BAGHDAD/SWEIMEH, Jordan (Reuters) - Iraq’s Oil Ministry came under renewed pressure to change its policies on Saturday after officials strongly criticized a lack of progress in raising flagging oil exports.
Parliament’s Oil and Gas Committee submitted a petition signed by 140 members of parliament — only 25 signatures were required — summoning the Oil Minister to answer complaints of “incorrect policies” and “huge shortages” in oil revenues.
One of Iraq’s two vice presidents, Adel Abdul-Mahdi, said separately he was “unhappy” and “unsatisfied” with a lack of progress in overhauling Iraq’s dilapidated oil sector, adding foreign investment must be dealt with in an “open minded way.”

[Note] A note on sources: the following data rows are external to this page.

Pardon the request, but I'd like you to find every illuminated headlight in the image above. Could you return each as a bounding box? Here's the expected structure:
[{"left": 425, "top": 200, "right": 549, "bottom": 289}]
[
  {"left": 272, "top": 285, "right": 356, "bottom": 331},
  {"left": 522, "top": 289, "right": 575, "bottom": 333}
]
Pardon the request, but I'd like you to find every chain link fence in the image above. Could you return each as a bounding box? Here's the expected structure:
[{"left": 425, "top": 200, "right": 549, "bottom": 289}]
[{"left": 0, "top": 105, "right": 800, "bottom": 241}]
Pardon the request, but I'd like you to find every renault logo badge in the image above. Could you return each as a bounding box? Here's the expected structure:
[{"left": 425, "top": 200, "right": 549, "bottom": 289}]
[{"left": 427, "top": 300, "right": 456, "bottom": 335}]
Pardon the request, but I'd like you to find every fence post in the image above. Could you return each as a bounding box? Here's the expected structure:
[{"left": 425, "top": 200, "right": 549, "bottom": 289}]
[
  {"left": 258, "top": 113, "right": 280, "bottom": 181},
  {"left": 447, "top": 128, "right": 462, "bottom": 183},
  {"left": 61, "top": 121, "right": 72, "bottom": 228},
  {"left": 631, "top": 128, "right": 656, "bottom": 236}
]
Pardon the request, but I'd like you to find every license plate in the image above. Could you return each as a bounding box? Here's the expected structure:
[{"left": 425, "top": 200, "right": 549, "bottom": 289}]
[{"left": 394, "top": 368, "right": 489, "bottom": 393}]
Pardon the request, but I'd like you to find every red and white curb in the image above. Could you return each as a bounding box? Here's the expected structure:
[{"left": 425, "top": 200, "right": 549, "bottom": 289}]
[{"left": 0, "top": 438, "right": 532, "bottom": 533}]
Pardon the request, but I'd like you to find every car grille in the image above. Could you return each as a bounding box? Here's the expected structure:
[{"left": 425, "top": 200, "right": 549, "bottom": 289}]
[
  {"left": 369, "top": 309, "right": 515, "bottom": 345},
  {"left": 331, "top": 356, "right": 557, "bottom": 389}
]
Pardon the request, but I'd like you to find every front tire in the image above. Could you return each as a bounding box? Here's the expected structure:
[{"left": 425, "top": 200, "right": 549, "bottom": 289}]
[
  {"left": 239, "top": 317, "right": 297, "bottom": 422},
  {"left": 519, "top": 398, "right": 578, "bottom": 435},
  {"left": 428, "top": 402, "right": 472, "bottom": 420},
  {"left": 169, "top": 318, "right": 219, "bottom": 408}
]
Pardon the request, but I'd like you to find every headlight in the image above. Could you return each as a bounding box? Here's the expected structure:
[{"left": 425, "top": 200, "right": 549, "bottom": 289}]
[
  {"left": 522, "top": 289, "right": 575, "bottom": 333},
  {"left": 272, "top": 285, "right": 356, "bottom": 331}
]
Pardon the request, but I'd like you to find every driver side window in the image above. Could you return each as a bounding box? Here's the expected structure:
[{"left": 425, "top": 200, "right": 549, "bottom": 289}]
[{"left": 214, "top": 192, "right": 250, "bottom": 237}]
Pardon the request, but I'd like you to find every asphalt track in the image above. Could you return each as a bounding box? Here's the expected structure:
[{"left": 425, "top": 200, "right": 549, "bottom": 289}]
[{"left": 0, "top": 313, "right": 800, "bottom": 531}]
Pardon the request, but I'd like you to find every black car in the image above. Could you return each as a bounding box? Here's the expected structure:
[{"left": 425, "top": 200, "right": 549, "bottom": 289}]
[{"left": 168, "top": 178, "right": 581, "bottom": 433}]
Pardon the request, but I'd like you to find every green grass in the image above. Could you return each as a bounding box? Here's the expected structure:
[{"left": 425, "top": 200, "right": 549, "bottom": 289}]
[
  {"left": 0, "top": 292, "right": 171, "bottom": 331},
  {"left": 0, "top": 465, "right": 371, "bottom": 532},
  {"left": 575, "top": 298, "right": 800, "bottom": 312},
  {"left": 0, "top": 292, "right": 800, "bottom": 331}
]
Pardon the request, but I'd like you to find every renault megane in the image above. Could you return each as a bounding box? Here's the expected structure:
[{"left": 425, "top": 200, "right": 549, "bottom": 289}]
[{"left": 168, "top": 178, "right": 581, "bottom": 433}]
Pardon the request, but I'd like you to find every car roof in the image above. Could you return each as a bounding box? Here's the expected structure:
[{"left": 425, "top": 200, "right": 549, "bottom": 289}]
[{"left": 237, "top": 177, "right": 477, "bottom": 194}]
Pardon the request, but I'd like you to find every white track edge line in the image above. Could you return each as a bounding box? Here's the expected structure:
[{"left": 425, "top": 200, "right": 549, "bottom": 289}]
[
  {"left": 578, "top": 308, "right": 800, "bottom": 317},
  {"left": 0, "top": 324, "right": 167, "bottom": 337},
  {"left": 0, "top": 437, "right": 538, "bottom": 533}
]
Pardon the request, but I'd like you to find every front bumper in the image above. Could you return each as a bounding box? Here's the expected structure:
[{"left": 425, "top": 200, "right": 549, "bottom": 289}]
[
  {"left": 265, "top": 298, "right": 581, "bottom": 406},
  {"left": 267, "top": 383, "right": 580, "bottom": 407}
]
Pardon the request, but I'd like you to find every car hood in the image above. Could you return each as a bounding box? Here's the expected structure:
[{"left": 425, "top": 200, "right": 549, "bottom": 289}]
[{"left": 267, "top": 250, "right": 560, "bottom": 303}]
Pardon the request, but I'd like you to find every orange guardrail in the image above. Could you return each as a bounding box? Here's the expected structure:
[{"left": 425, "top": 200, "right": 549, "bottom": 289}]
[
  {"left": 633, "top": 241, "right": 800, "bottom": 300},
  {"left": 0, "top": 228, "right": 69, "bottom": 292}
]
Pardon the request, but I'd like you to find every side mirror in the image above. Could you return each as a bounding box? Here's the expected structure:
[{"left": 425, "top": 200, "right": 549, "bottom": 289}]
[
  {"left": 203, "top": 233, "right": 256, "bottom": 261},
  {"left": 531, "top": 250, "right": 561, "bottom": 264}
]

Iraq’s oil industry is in tatters after years of war and sanctions, but few major deals have yet been signed with the foreign firms Iraq says it needs to rehabilitate the sector.
Oil Minister Hussain al-Shahristani has shunned production sharing contracts, in which oil firms get a share of oil revenues from fields they develop, and has instead offered fixed fee contracts, which some oil majors say are not enticing.

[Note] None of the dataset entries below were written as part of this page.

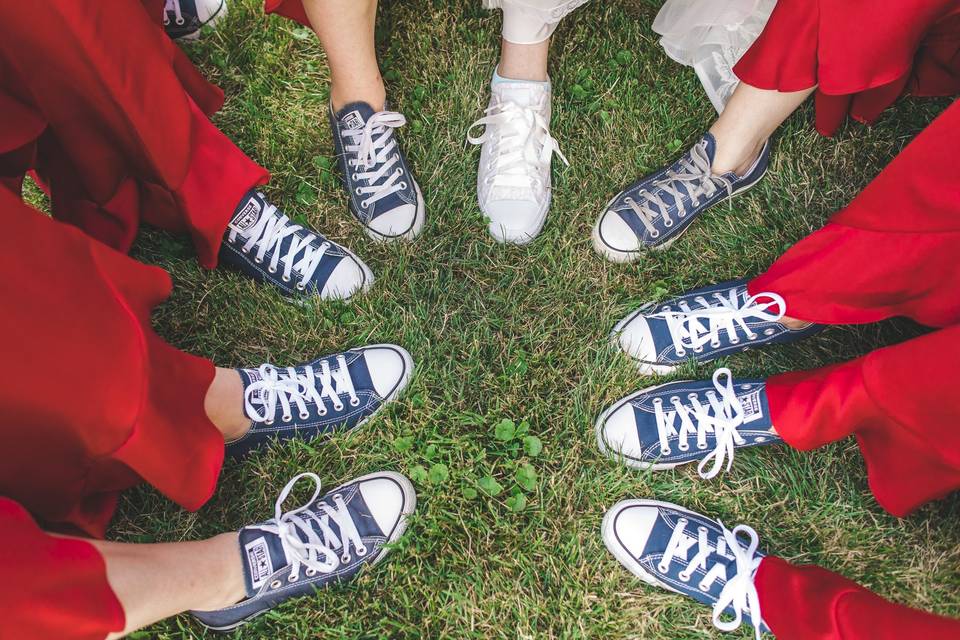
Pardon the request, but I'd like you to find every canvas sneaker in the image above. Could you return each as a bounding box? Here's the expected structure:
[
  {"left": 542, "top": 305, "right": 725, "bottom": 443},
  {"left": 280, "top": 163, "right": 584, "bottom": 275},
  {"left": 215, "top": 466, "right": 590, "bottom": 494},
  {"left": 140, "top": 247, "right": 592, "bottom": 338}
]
[
  {"left": 595, "top": 368, "right": 782, "bottom": 480},
  {"left": 220, "top": 190, "right": 373, "bottom": 300},
  {"left": 593, "top": 133, "right": 770, "bottom": 262},
  {"left": 163, "top": 0, "right": 227, "bottom": 40},
  {"left": 602, "top": 500, "right": 770, "bottom": 640},
  {"left": 610, "top": 280, "right": 823, "bottom": 375},
  {"left": 227, "top": 344, "right": 413, "bottom": 457},
  {"left": 467, "top": 75, "right": 570, "bottom": 244},
  {"left": 190, "top": 471, "right": 417, "bottom": 631},
  {"left": 330, "top": 102, "right": 426, "bottom": 241}
]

Wrangling over payment and other terms scuppered short-term service contracts Iraq had previously offered, but the Oil Ministry is now pursuing two bidding rounds for major development deals.
Iraq’s oil and gas legislation, which would give a legal framework to foreign investment, has been delayed for years due to squabbles between Iraq’s Kurds and the Baghdad government.
“About the oil industry ... no, I’m not happy with what we did there since 2003. Six years without real contracts, without a refinery contract,” Abdul-Mahdi told reporters at the World Economic Forum at the Dead Sea in Jordan.
“We need foreign investment and we need to go forward and deal with those issues in an open minded way, open to the necessities of market and new economic realities, which are not realized by many of our colleagues,” he added.
Iraq exports about 1.8 million barrels per day, down from a post-Saddam peak of some 2 million bpd this month last year.
Falling oil prices have pushed the lack of progress into the spotlight after the government cut Iraq’s 2009 budget three times, leading many to politicians to predict a financial crisis in 2010. Iraq has the world’s third largest proven oil reserves and derives almost all its revenues from oil sales.
“Parliament’s Oil and Gas committee has submitted a petition ... to summon Iraq’s Oil Minister in light of the deterioration of oil production and (his) incorrect policies, which resulted in huge shortages in oil revenues,” a committee statement said.
It was not clear when Shahristani would be summoned.
“In 2010 we expect Iraq is going to face a major financial crisis, so we cannot wait until the catastrophe happens,” Ali Hussain Balou, head of parliament’s Oil and Gas Committee, said.
The Oil Ministry this week replaced the head of Iraq’s South Oil Company, responsible for the bulk of Iraqi oil exports and production, as part of an industry reshuffle to boost exports.